You notice a lot of talk about run-ins in sport at this time of year – and it's fair to say we're in the thick of one in the Aviva Premiership right now.
It's very much the time of the season where you want to get yourself into a position of having your destiny in your own hands.
In our first season, two years ago, we made sure our top-flight status was safe but then didn't really have a lot to play for. We knew we weren't going to be top six.
Whereas this time last year we were right in amongst it, in the top five and going for the top four, and this year again we know that if we win our remaining games then hopefully we'll finish in the top six.
The Premiership's run-in really feels like it's under way with about five or six games of the season left, once the Six Nations is over and teams are back to full strength. At that stage the points start running out and you know what you have left to do with your remaining matches.
We hit back from our defeat at Saracens with a couple of good wins against Welsh and Quins and, while we lost against Leicester, we've still got three games to get it right.
What's interesting at this stage of the season is how the momentum can shift really quickly between the teams vying for those top positions. While we're still in eighth, we're only really a few points off sixth place, plus two of our three games are against teams above us.
Wasps, that will be huge, and Irish this weekend who are playing some good rugby, and then Gloucester as well, who are going to be chasing fourth. It just seems like everyone has so much to play for right now.
The play-offs definitely help to add to the excitement, and certainly they give a lot more teams something to play for at this end of the season.
It took a few years to get used to the system, but now everyone's in the same boat we've just got used to it. In a way the play-offs do take a little of the pressure off, because if you lose a game or two it doesn't stop you from winning the championship.
I think in the next two to four years we might find ourselves really involved in the fight for those top-four places. We had a go last year, and this season we've had our first foray into the Heineken Cup, but getting used to all these new experiences improves our chances of getting into those positions. Those teams who seem to be there or thereabouts every year certainly have an advantage – so we have to aspire to that.
One person who will make sure that we do is Rob Baxter, and it was great to see him getting recognition by the England set-up last week.
It's great for both him personally and the other coaches at Chiefs. I think he'll learn a fair bit from the experience of touring with the England side in the sense of how things are done at that level.

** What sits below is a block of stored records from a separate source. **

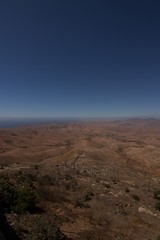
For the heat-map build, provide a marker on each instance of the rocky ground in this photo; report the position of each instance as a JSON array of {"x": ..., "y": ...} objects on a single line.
[{"x": 93, "y": 180}]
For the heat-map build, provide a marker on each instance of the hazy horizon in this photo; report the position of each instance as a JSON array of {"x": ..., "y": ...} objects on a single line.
[{"x": 87, "y": 59}]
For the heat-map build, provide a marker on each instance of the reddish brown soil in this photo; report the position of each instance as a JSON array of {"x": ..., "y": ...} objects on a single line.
[{"x": 119, "y": 162}]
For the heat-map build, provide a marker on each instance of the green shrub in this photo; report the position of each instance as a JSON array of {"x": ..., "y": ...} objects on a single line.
[
  {"x": 136, "y": 197},
  {"x": 157, "y": 194},
  {"x": 157, "y": 207},
  {"x": 6, "y": 194},
  {"x": 45, "y": 227},
  {"x": 24, "y": 200},
  {"x": 25, "y": 179}
]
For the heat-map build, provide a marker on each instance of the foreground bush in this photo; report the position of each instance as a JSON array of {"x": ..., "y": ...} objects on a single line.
[{"x": 24, "y": 200}]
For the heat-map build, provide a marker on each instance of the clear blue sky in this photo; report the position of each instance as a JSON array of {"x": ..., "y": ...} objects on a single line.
[{"x": 83, "y": 58}]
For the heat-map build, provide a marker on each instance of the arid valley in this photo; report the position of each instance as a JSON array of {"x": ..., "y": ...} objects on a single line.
[{"x": 96, "y": 180}]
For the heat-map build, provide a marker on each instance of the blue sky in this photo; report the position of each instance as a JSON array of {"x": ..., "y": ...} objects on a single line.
[{"x": 79, "y": 58}]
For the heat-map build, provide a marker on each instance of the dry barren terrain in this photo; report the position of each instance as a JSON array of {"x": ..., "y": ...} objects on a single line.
[{"x": 100, "y": 180}]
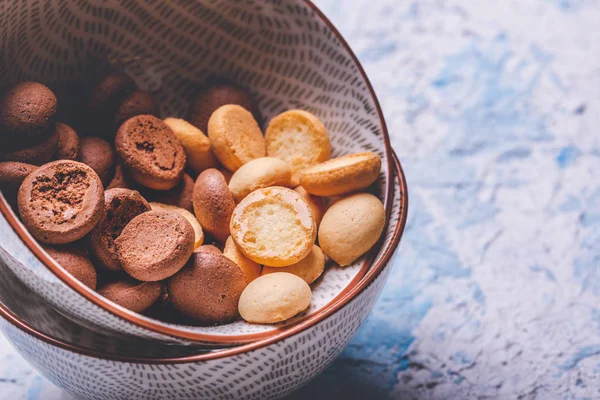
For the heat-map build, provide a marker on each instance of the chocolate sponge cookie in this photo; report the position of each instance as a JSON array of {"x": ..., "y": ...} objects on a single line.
[
  {"x": 151, "y": 152},
  {"x": 121, "y": 206},
  {"x": 27, "y": 110},
  {"x": 61, "y": 201},
  {"x": 75, "y": 262},
  {"x": 155, "y": 245}
]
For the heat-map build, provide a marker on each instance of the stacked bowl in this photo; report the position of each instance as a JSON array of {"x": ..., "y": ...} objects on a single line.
[{"x": 290, "y": 57}]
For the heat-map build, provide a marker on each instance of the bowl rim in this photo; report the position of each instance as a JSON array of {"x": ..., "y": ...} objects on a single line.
[
  {"x": 7, "y": 315},
  {"x": 216, "y": 339}
]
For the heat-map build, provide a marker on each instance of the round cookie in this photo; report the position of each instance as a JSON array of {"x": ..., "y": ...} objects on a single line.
[
  {"x": 235, "y": 136},
  {"x": 61, "y": 201},
  {"x": 198, "y": 232},
  {"x": 132, "y": 295},
  {"x": 309, "y": 268},
  {"x": 121, "y": 206},
  {"x": 138, "y": 102},
  {"x": 195, "y": 144},
  {"x": 27, "y": 110},
  {"x": 75, "y": 262},
  {"x": 181, "y": 195},
  {"x": 110, "y": 90},
  {"x": 151, "y": 152},
  {"x": 99, "y": 155},
  {"x": 351, "y": 226},
  {"x": 341, "y": 175},
  {"x": 216, "y": 96},
  {"x": 37, "y": 154},
  {"x": 68, "y": 143},
  {"x": 213, "y": 203},
  {"x": 299, "y": 138},
  {"x": 273, "y": 226},
  {"x": 257, "y": 174},
  {"x": 208, "y": 288},
  {"x": 12, "y": 174},
  {"x": 250, "y": 268},
  {"x": 155, "y": 245},
  {"x": 316, "y": 203},
  {"x": 274, "y": 298},
  {"x": 207, "y": 248}
]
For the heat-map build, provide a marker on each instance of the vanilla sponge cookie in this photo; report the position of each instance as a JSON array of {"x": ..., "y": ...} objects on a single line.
[
  {"x": 196, "y": 145},
  {"x": 235, "y": 136},
  {"x": 309, "y": 268},
  {"x": 274, "y": 298},
  {"x": 351, "y": 226},
  {"x": 341, "y": 175},
  {"x": 273, "y": 226},
  {"x": 299, "y": 138},
  {"x": 257, "y": 174},
  {"x": 250, "y": 268}
]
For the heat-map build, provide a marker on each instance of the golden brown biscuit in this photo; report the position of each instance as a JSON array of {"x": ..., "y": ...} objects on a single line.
[
  {"x": 198, "y": 232},
  {"x": 250, "y": 268},
  {"x": 75, "y": 262},
  {"x": 257, "y": 174},
  {"x": 309, "y": 268},
  {"x": 213, "y": 203},
  {"x": 274, "y": 298},
  {"x": 235, "y": 136},
  {"x": 273, "y": 226},
  {"x": 351, "y": 226},
  {"x": 299, "y": 138},
  {"x": 133, "y": 295},
  {"x": 341, "y": 175},
  {"x": 316, "y": 203},
  {"x": 195, "y": 143},
  {"x": 208, "y": 288},
  {"x": 155, "y": 245}
]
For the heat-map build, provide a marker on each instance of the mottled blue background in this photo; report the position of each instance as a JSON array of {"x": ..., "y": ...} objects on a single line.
[{"x": 493, "y": 108}]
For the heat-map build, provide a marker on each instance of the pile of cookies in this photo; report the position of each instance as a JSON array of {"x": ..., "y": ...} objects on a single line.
[{"x": 162, "y": 218}]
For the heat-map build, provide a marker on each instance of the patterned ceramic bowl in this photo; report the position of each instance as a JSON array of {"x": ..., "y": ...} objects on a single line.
[
  {"x": 269, "y": 368},
  {"x": 286, "y": 52}
]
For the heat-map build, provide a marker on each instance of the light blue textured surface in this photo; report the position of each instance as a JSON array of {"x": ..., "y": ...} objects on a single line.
[{"x": 494, "y": 110}]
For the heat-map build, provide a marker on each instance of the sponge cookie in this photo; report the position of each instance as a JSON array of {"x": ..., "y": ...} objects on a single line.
[
  {"x": 273, "y": 226},
  {"x": 133, "y": 295},
  {"x": 309, "y": 268},
  {"x": 151, "y": 152},
  {"x": 341, "y": 175},
  {"x": 351, "y": 226},
  {"x": 99, "y": 155},
  {"x": 121, "y": 206},
  {"x": 216, "y": 96},
  {"x": 75, "y": 262},
  {"x": 37, "y": 154},
  {"x": 257, "y": 174},
  {"x": 274, "y": 298},
  {"x": 299, "y": 138},
  {"x": 250, "y": 268},
  {"x": 61, "y": 201},
  {"x": 155, "y": 245},
  {"x": 213, "y": 203},
  {"x": 68, "y": 143},
  {"x": 208, "y": 288},
  {"x": 27, "y": 110},
  {"x": 235, "y": 136},
  {"x": 196, "y": 145}
]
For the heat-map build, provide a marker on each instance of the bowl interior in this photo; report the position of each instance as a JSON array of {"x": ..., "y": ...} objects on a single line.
[{"x": 283, "y": 52}]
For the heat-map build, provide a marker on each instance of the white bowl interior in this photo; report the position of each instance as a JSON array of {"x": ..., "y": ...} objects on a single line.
[{"x": 281, "y": 51}]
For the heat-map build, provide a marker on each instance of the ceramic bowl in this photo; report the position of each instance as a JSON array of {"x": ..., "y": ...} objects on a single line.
[
  {"x": 269, "y": 368},
  {"x": 286, "y": 52}
]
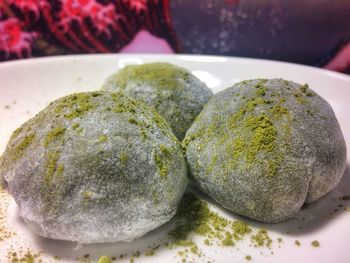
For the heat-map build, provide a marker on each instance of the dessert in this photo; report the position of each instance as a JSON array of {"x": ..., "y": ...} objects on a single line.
[
  {"x": 94, "y": 167},
  {"x": 173, "y": 91},
  {"x": 263, "y": 148}
]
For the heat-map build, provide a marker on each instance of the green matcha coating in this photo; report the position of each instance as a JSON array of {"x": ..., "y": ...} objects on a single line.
[
  {"x": 173, "y": 91},
  {"x": 122, "y": 173},
  {"x": 263, "y": 148},
  {"x": 104, "y": 259}
]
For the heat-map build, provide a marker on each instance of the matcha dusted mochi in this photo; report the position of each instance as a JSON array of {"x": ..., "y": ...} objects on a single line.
[
  {"x": 173, "y": 91},
  {"x": 94, "y": 167},
  {"x": 263, "y": 148}
]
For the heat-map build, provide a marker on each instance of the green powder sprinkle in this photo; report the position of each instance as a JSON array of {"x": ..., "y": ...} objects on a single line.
[
  {"x": 18, "y": 150},
  {"x": 104, "y": 259},
  {"x": 162, "y": 159},
  {"x": 315, "y": 243},
  {"x": 345, "y": 198},
  {"x": 102, "y": 138},
  {"x": 52, "y": 167},
  {"x": 150, "y": 253},
  {"x": 261, "y": 239},
  {"x": 53, "y": 135},
  {"x": 74, "y": 105}
]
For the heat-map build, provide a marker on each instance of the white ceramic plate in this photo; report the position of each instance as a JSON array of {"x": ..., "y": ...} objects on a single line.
[{"x": 28, "y": 86}]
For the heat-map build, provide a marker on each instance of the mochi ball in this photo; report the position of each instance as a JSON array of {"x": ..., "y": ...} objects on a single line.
[
  {"x": 94, "y": 167},
  {"x": 263, "y": 148},
  {"x": 173, "y": 91}
]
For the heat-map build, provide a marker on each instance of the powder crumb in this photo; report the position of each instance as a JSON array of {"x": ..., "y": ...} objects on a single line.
[
  {"x": 5, "y": 232},
  {"x": 23, "y": 257},
  {"x": 104, "y": 259},
  {"x": 345, "y": 198},
  {"x": 315, "y": 243}
]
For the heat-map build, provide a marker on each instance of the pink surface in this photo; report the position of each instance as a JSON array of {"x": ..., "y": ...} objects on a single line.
[{"x": 145, "y": 42}]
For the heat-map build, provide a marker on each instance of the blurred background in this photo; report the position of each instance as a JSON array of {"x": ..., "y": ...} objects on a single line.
[{"x": 311, "y": 32}]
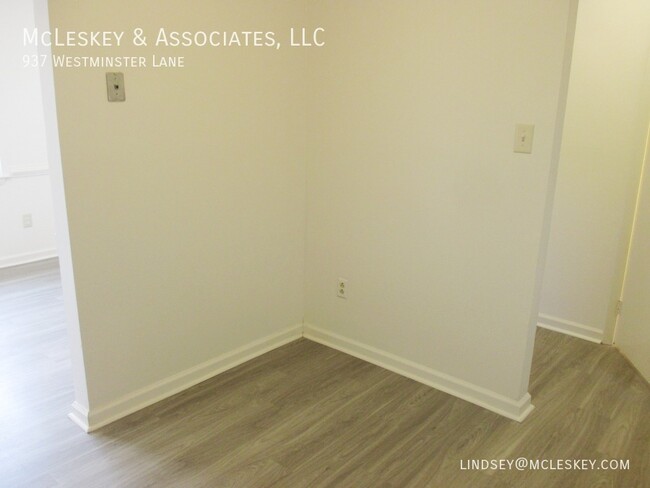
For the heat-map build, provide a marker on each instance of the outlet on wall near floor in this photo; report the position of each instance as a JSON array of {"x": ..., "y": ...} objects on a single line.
[{"x": 342, "y": 288}]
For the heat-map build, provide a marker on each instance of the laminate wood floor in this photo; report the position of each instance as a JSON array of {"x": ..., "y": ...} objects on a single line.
[{"x": 305, "y": 415}]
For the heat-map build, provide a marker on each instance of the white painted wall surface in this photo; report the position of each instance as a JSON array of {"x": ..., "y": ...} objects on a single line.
[
  {"x": 22, "y": 146},
  {"x": 633, "y": 329},
  {"x": 602, "y": 151},
  {"x": 186, "y": 203},
  {"x": 414, "y": 193}
]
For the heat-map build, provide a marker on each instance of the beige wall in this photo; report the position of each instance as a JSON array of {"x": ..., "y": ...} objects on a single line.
[
  {"x": 633, "y": 329},
  {"x": 185, "y": 203},
  {"x": 602, "y": 151},
  {"x": 24, "y": 183},
  {"x": 414, "y": 193}
]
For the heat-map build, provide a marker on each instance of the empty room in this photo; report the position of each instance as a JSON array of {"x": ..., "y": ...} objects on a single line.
[{"x": 344, "y": 244}]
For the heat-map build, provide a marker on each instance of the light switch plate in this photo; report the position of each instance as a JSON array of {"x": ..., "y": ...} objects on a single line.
[
  {"x": 115, "y": 87},
  {"x": 524, "y": 138}
]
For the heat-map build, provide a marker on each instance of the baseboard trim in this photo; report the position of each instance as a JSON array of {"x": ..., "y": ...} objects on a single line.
[
  {"x": 29, "y": 257},
  {"x": 513, "y": 409},
  {"x": 94, "y": 418},
  {"x": 570, "y": 328}
]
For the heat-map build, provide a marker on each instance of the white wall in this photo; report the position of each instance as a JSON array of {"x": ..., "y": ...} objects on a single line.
[
  {"x": 415, "y": 195},
  {"x": 602, "y": 151},
  {"x": 22, "y": 146},
  {"x": 633, "y": 329},
  {"x": 185, "y": 203}
]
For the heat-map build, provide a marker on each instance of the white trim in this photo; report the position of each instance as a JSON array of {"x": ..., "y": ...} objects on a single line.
[
  {"x": 79, "y": 415},
  {"x": 96, "y": 417},
  {"x": 513, "y": 409},
  {"x": 28, "y": 257},
  {"x": 8, "y": 171},
  {"x": 570, "y": 328}
]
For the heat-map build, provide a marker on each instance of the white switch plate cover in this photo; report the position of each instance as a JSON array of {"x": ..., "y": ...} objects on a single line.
[
  {"x": 115, "y": 87},
  {"x": 524, "y": 138},
  {"x": 342, "y": 288}
]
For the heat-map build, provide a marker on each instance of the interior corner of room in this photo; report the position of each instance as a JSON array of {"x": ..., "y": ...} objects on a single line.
[{"x": 186, "y": 249}]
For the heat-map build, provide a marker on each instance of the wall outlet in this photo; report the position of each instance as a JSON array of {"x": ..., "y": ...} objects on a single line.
[
  {"x": 115, "y": 87},
  {"x": 524, "y": 138},
  {"x": 342, "y": 288}
]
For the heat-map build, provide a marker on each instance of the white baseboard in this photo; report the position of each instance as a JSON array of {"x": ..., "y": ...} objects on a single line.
[
  {"x": 570, "y": 328},
  {"x": 29, "y": 257},
  {"x": 513, "y": 409},
  {"x": 96, "y": 417}
]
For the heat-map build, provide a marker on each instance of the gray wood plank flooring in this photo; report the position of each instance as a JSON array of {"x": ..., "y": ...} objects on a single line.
[{"x": 305, "y": 415}]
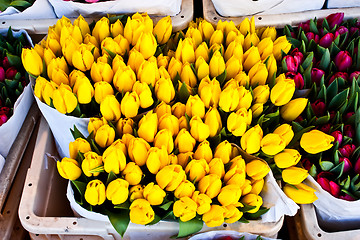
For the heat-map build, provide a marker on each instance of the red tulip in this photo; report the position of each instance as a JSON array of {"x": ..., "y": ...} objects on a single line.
[
  {"x": 335, "y": 19},
  {"x": 343, "y": 61}
]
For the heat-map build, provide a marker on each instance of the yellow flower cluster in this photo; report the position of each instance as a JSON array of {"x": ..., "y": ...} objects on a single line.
[{"x": 196, "y": 176}]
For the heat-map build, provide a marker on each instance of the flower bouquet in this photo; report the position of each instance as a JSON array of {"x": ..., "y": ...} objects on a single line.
[
  {"x": 329, "y": 67},
  {"x": 15, "y": 92}
]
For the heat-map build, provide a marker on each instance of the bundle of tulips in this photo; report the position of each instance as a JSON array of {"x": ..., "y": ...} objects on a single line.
[
  {"x": 325, "y": 58},
  {"x": 12, "y": 73},
  {"x": 183, "y": 88}
]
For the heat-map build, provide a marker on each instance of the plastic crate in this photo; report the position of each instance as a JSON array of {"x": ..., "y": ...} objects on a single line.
[
  {"x": 308, "y": 226},
  {"x": 13, "y": 177},
  {"x": 41, "y": 26},
  {"x": 278, "y": 20},
  {"x": 45, "y": 212}
]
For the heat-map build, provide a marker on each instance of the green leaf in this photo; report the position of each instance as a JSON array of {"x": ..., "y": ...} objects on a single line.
[
  {"x": 192, "y": 226},
  {"x": 111, "y": 177},
  {"x": 119, "y": 221},
  {"x": 339, "y": 100}
]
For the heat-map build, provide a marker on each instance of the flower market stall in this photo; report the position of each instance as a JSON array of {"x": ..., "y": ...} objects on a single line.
[{"x": 155, "y": 124}]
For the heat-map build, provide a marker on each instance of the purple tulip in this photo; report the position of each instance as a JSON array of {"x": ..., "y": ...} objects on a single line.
[
  {"x": 343, "y": 61},
  {"x": 357, "y": 166},
  {"x": 343, "y": 75},
  {"x": 316, "y": 75},
  {"x": 347, "y": 164},
  {"x": 298, "y": 56},
  {"x": 338, "y": 136},
  {"x": 347, "y": 150},
  {"x": 2, "y": 74},
  {"x": 298, "y": 79},
  {"x": 349, "y": 131},
  {"x": 353, "y": 75},
  {"x": 335, "y": 19},
  {"x": 10, "y": 72},
  {"x": 326, "y": 40},
  {"x": 318, "y": 108},
  {"x": 311, "y": 35}
]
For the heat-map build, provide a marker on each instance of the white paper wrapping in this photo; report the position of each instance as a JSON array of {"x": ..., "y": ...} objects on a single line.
[
  {"x": 2, "y": 162},
  {"x": 343, "y": 3},
  {"x": 335, "y": 213},
  {"x": 273, "y": 198},
  {"x": 10, "y": 129},
  {"x": 73, "y": 9},
  {"x": 236, "y": 8},
  {"x": 217, "y": 234},
  {"x": 41, "y": 9},
  {"x": 60, "y": 125}
]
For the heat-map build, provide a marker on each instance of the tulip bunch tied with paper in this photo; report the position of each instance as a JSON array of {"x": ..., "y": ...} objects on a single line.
[
  {"x": 110, "y": 69},
  {"x": 156, "y": 170},
  {"x": 12, "y": 73}
]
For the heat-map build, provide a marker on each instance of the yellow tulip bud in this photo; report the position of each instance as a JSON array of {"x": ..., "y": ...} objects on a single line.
[
  {"x": 101, "y": 71},
  {"x": 132, "y": 173},
  {"x": 110, "y": 108},
  {"x": 293, "y": 109},
  {"x": 163, "y": 29},
  {"x": 79, "y": 145},
  {"x": 281, "y": 44},
  {"x": 117, "y": 191},
  {"x": 282, "y": 92},
  {"x": 170, "y": 177},
  {"x": 95, "y": 193},
  {"x": 250, "y": 141},
  {"x": 286, "y": 132},
  {"x": 141, "y": 212},
  {"x": 154, "y": 194},
  {"x": 202, "y": 51},
  {"x": 32, "y": 61},
  {"x": 217, "y": 64},
  {"x": 238, "y": 121},
  {"x": 91, "y": 161},
  {"x": 137, "y": 150},
  {"x": 117, "y": 28},
  {"x": 136, "y": 192},
  {"x": 185, "y": 209},
  {"x": 202, "y": 68},
  {"x": 64, "y": 100},
  {"x": 101, "y": 29},
  {"x": 210, "y": 185},
  {"x": 229, "y": 99},
  {"x": 185, "y": 189},
  {"x": 216, "y": 166},
  {"x": 300, "y": 194},
  {"x": 272, "y": 144},
  {"x": 68, "y": 168},
  {"x": 257, "y": 169},
  {"x": 252, "y": 200},
  {"x": 316, "y": 141},
  {"x": 102, "y": 89}
]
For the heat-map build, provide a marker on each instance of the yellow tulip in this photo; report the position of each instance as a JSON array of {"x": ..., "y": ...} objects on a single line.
[
  {"x": 117, "y": 191},
  {"x": 148, "y": 126},
  {"x": 300, "y": 193},
  {"x": 68, "y": 168},
  {"x": 163, "y": 29},
  {"x": 141, "y": 212},
  {"x": 293, "y": 109},
  {"x": 110, "y": 108},
  {"x": 95, "y": 193}
]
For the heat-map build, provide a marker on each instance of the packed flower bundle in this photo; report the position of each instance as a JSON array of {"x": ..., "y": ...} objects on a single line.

There are constraints at Premiership level that you just don't get with England. He'll relish the amount of equipment you get to use, techniques they use, those kinds of things. Certainly there are no corners cut in the national set-up.
And then Rob can perhaps bring that back and see how things could perhaps be better done here.
You learn a lot from different players, and from seeing how the other teams are coached. He is a very good coach, but this may give him a more rounded experience. And it gives some kudos to the other coaches at Exeter.
I think the way we play at Chiefs makes us one of the most attacking and attractive teams in the Premiership, which is down to the coaches.
We try and play, and keep the ball in hand, as much as we can, and that's really down to Rob and Ali, and I've noticed a lot of teams who seem to be copying how we play.
I was watching Gloucester against Quins game and a lot of the rugby Gloucester were playing you could recognise in the way we play. They were throwing the ball around on their own try line and it was a great game of rugby. So I hope perhaps Rob can bring some of that to the England set-up.
For me, it's out of my hands really. I've done as much as I can getting back fit, so I guess I'll just have to wait and see.